As you know from your own recent travels, flights have never been so full.

Delta’s Reclaim My  Status initiative is a great reminder of the upcoming changes in PUMM levels as the school year comes to an end.

Who are your most important working parents and what’s your strategy to interact with them directly off-air this summer? With school out, their listening patterns will predictably change, despite no loss of affinity for your station or Nielsen doing anything wrong.

It’s not just the end of the school year or the Christmas season that changes listening habits. Life events can happen at any time. One of our clients recently received a comment from a loyal listener in their database who mentioned a death in the family, which caused them to drop everything for a couple of weeks, including listening to the radio.

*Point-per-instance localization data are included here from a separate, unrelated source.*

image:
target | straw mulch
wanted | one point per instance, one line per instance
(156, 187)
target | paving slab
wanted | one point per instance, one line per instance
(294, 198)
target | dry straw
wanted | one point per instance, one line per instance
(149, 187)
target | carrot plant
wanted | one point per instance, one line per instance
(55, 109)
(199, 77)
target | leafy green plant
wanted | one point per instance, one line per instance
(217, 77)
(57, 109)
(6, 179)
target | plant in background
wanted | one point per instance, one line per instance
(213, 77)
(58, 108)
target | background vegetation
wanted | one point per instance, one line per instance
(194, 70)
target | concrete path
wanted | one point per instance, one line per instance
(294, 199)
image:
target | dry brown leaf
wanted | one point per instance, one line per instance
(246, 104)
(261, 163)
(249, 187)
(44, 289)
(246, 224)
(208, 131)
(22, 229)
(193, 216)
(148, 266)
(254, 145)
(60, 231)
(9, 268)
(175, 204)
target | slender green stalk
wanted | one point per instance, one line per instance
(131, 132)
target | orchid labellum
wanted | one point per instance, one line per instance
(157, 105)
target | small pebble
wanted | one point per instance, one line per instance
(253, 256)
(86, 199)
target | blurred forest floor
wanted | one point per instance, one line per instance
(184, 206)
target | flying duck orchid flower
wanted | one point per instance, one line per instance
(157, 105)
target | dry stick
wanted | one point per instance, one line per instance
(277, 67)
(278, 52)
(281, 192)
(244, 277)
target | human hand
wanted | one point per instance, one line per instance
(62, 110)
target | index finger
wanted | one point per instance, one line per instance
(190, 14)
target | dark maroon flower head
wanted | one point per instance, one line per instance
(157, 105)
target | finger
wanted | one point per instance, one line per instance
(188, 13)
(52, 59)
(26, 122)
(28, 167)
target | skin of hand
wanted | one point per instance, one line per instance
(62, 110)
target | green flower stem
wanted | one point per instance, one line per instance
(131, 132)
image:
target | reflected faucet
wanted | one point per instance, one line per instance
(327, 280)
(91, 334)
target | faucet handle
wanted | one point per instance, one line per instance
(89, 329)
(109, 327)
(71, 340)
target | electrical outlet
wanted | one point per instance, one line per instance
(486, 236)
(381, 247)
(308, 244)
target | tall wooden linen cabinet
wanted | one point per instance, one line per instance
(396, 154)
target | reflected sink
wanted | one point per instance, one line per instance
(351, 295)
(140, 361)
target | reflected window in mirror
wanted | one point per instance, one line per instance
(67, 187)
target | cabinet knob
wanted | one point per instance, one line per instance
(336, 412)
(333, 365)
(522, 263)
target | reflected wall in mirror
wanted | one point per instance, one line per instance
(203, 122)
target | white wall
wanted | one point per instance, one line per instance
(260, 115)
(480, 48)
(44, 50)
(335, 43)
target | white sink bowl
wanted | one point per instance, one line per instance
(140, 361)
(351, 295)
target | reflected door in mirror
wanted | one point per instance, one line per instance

As life returned to normal, they started listening again and reached out to let the station know how nice it was to hear their favorite personalities again and how much they missed the connection. The sympathy card this listener is about to receive from the station will certainly be prominently displayed all summer, not to mention the conversations it will create about the station with family, friends and co-workers. Safe to say, our client will be the only brand sending a sympathy card.

In the immortal words of Delta Airlines, “Loyalty goes both ways.”

For its part, American isn’t worried about trying to super-serve the equivalent of their cume – the 87% of passengers who fly only once per year.

Their efforts are focused on the heavies who provide a disproportionate impact.

For radio, heavy listeners deliver on average 4x the occasions and TSL as light listeners. As a result, it’s another reminder that not all listeners (or airline passengers) are created equal.

In fact, merely capturing audience data is easy. It’s about building relationships and using data analytics to identify those who matter most today, so you can increase their occasions, while deploying a strategy to cultivate more heavy listeners including the ones you’ll need tomorrow to continue driving ratings and revenue.

On behalf of Catherine Jung, Doug Smith and everyone at DMR/Interactive, thank you for reading and working to drive radio forward.